No caminho que cada um de nós faz neste confinamento importa tanto o que já aprendemos, sobre as nossas vulnerabilidades e estratégias para lidar com elas, como estarmos disponíveis para contactar com (novas) emoções, pensamentos e sensações que possam surgir. Não há só caminhos certos ou errados, não há uma forma única de lidar com o confinamento ou com a pandemia. O caminho mais certo será aquele que é mais adaptado a cada um de nós (à nossa experiência e às nossas características). Partilho algumas ideias, como uma espécie de pontos cardeais, para refletir ou aplicar, se adequadas ao caminho:
- Aumento da literacia para a saúde psicológica. É fundamental o investimento na educação para os comportamentos que promovam o bem-estar físico e psicológico, o autocuidado e o respeito pelo outro; para a existência natural das diferentes emoções, suas funções, impactos e estratégias de regulação.
- Manutenção de rotinas. As rotinas são promotoras de uma sensação de conforto e de previsibilidade no nosso quotidiano atual. Apesar de amplamente repetido, não é demais relembrar: o autocuidado é essencial. Desde o mais básico e primário como a manutenção dos hábitos de higiene, alimentação e sono, ao exercício físico, passando pela prática de atividades criativas e de relaxamento.
- Separação da vida profissional e vida pessoal. Quando estamos ligados ao mundo através de um único ecrã, pode ser desafiante separar o tempo de trabalho e o tempo de lazer, dedicado a nós. Uma vez mais, as rotinas (com o cumprimento do horário laboral e de tempo para pausas) são fundamentais para que os tempos livres nos pareçam realmente “livres”.
- Aprender a desligar. Estamos permanentemente online: para estarmos informados, para trabalhar, para ir às compras, para estar em contacto com pessoas de quem gostamos. Promover momentos em que podemos estar no aqui e no agora, presencialmente, connosco próprios ou com quem vive connosco pode ser um equilíbrio importante para não nos sentirmos assoberbados. Praticar meditação ou mindfulness, contemplar uma paisagem ou ler um livro podem ser algumas formas de desligar.
- Definir (os seus próprios) limites. Conhecermos e definirmos os nossos limites ajuda-nos a relacionarmo-nos melhor connosco próprios e com os outros, ajudando a nossa expressão emocional. Neste momento os limites (nas relações) podem estar difusos, potenciando a sensação de exaustão emocional e de dificuldade em lidar com as situações.

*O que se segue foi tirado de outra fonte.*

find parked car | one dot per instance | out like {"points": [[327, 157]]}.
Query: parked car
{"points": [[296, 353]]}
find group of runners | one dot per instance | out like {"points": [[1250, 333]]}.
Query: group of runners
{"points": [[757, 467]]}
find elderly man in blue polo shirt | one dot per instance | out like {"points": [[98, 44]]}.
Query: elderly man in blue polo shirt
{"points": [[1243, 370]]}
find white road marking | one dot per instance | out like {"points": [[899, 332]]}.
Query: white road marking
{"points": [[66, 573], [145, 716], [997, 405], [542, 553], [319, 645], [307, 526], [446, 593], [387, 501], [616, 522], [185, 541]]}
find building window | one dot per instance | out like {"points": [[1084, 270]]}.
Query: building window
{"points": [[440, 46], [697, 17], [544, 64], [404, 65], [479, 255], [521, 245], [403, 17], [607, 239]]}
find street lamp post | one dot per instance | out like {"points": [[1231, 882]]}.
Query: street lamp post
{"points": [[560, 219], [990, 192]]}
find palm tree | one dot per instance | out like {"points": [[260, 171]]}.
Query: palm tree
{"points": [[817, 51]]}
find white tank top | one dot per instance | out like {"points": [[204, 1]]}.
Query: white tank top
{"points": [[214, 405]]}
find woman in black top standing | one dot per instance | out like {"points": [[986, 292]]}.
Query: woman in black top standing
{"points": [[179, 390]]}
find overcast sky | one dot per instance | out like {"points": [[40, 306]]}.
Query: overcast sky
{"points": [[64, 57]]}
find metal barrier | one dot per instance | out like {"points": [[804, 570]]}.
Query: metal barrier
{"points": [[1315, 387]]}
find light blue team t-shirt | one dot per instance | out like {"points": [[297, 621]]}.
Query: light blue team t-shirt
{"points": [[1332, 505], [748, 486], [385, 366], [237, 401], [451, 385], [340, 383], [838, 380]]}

- Estar em contacto com o mundo interno. O autoconhecimento (emocional) é um bom primeiro passo para lidarmos com a situação atual. Conhecermos e permitirmo-nos estar em contacto com as emoções, pensamentos e sensações que surgem, ajuda-nos a definir de forma mais adaptativa as estratégias para os regular.
- Manter-se em relação. Manter contacto (da forma possível) com pessoas próximas, ajuda a manter a sensação de proximidade e de menor isolamento. Os nossos amigos e familiares são valiosos recursos para lidarmos com o momento atual com o que estamos a sentir.
- Pedir ajuda. Sem vergonha. Precisar de ajuda é natural. Quando o que sentimos é demasiado intenso, frequente e duradouro, interferindo no nosso bem-estar diário, ajuda de um psicólogo ou psicoterapeuta pode ser essencial.